Gavin Friday talks Lypton Village
May 4, 2008
1982 interview from U2 Info Service, by Geoff Parkyn
Apart from the fact that Edge’s older brother Dik Evans plays guitar in The Virgin Prunes, there are links between the two bands that go back to their childhoods, and recently Gavin Friday of the Virgin Prunes shed some light on their names: “The U2 connections were very strong at an early stage because I grew up with Bono, he lived a few doors down from me”.
The friends duly formed into two bands, sharing early gigs such as the Prunes’ 1980 UK debut at the Acklam Hall. Together, they invented a private universe for themselves, called Lypton Village, all initiates speaking “a second language”

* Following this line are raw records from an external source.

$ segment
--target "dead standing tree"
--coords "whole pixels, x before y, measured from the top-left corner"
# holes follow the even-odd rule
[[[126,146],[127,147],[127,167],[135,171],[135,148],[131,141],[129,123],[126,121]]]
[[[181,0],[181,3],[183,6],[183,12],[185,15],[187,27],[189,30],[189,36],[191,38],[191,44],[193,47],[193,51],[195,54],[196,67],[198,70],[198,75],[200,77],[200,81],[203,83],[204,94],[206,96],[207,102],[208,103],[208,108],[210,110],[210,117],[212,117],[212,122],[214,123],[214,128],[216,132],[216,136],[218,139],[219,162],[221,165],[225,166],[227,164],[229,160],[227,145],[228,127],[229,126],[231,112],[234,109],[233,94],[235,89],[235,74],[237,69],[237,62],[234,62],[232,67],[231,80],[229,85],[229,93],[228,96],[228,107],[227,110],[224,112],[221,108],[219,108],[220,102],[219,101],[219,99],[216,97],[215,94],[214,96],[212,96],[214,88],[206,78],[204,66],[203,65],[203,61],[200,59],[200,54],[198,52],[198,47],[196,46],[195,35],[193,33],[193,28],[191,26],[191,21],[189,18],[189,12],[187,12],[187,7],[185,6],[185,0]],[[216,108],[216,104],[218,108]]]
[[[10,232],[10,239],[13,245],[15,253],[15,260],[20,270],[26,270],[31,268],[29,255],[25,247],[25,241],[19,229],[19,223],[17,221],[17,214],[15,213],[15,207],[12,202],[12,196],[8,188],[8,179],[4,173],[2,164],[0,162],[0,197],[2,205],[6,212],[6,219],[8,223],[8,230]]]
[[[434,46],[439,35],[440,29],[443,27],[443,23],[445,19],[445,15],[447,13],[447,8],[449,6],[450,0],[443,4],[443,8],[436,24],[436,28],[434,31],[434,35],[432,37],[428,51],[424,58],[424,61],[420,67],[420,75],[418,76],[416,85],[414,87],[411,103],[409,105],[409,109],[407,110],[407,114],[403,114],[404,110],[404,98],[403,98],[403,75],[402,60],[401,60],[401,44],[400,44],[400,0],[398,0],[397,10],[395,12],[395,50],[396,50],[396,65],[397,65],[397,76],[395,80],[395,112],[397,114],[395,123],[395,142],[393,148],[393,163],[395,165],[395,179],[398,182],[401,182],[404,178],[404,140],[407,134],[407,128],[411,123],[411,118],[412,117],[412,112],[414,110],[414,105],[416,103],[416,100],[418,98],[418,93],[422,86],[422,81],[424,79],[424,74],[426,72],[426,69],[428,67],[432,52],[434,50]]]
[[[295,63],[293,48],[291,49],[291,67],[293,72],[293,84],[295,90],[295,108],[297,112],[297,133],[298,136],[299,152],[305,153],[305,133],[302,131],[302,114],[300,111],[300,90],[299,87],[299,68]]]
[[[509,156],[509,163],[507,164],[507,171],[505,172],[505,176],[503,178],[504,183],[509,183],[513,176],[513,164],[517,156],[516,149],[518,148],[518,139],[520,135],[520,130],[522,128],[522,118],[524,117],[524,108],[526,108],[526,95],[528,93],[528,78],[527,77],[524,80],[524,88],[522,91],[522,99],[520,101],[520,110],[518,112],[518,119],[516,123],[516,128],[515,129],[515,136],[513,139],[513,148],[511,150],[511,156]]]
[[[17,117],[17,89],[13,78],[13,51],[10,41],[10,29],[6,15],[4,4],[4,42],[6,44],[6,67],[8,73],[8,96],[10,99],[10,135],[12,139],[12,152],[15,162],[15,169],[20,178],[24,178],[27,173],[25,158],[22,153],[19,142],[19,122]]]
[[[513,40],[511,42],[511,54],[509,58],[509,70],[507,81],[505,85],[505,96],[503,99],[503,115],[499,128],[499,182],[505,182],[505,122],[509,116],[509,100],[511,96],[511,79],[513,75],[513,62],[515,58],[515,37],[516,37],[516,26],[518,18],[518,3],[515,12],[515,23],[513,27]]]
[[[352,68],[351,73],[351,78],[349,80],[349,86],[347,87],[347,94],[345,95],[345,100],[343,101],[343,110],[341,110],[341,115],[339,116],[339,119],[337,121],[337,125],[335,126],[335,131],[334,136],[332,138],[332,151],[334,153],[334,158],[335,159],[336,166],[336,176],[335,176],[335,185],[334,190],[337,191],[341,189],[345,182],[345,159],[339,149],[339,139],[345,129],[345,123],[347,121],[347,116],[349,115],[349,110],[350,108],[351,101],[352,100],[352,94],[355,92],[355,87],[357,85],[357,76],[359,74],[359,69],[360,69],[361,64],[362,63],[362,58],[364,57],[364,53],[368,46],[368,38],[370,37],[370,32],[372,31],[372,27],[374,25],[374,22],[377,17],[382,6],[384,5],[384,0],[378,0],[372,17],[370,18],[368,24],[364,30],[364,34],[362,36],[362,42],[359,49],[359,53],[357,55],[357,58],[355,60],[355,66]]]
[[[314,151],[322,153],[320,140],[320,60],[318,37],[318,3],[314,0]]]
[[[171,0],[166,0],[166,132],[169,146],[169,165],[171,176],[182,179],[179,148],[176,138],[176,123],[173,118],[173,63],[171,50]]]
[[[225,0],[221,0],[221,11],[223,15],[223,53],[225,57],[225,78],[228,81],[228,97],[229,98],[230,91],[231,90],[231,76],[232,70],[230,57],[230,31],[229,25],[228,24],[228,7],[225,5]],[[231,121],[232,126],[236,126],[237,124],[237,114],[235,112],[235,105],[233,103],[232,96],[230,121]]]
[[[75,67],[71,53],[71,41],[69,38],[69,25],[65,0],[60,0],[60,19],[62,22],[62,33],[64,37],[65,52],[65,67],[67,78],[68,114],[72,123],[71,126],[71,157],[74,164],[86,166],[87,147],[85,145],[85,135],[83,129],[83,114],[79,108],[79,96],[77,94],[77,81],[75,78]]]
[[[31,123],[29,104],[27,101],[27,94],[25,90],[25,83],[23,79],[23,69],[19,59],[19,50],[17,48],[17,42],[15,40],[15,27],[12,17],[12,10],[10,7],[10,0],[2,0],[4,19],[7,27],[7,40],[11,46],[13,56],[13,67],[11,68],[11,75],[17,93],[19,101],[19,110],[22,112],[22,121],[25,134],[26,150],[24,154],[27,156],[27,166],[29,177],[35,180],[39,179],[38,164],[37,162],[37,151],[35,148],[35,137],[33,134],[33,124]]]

“As kids, we used to be bored, we usen’t to go out much. Bono went out and formed U2, and what they were expressing was totally different to what we were expressing, so when The Virgin Prunes formed, although there was this closeness, it was in friendship rather than attitudes and ideas… Like the names: Bono’s name, Guggi gave him that name, and my name, and Davey’s, they’re all names from Lypton Village, and The Edge. It goes back ten years. But as the two bands developed we came to our own identities.
“People have always brought comparisons between the bands, musically. But we’ve never really gone together on musical terms. If I see Bono, I wouldn’t really talk to him about music really. I’d talk about other things. We hate it when people bring it up, cos they say, Hey, you’re in The Virgin Prunes, tell us all about U2. We get that a lot, so we hate U2 connections! It just gets a pain in the arse in this country.
“But there is a weird understanding between us. When we were younger one of our biggest pastimes was, Guggi and Bono were very quick with words, and they used to play a game. All these names, they were just because of the personality. Before the band was even formed I was called Gavin Friday. Most of us reject our names when we first get given them, like when Guggi got his name off Bono he didn’t like it at all. But we have a feeling that we have to accept our names whether we like them or not.
“And I remember once, Bono was going through some way out trip in his head, wanted to be cool, and he kept on calling himself Paul Vox, and we said, Don’t be stupid, Bono’s a really good name – Bono Vox. And eventually what’s natural you just have to accept”.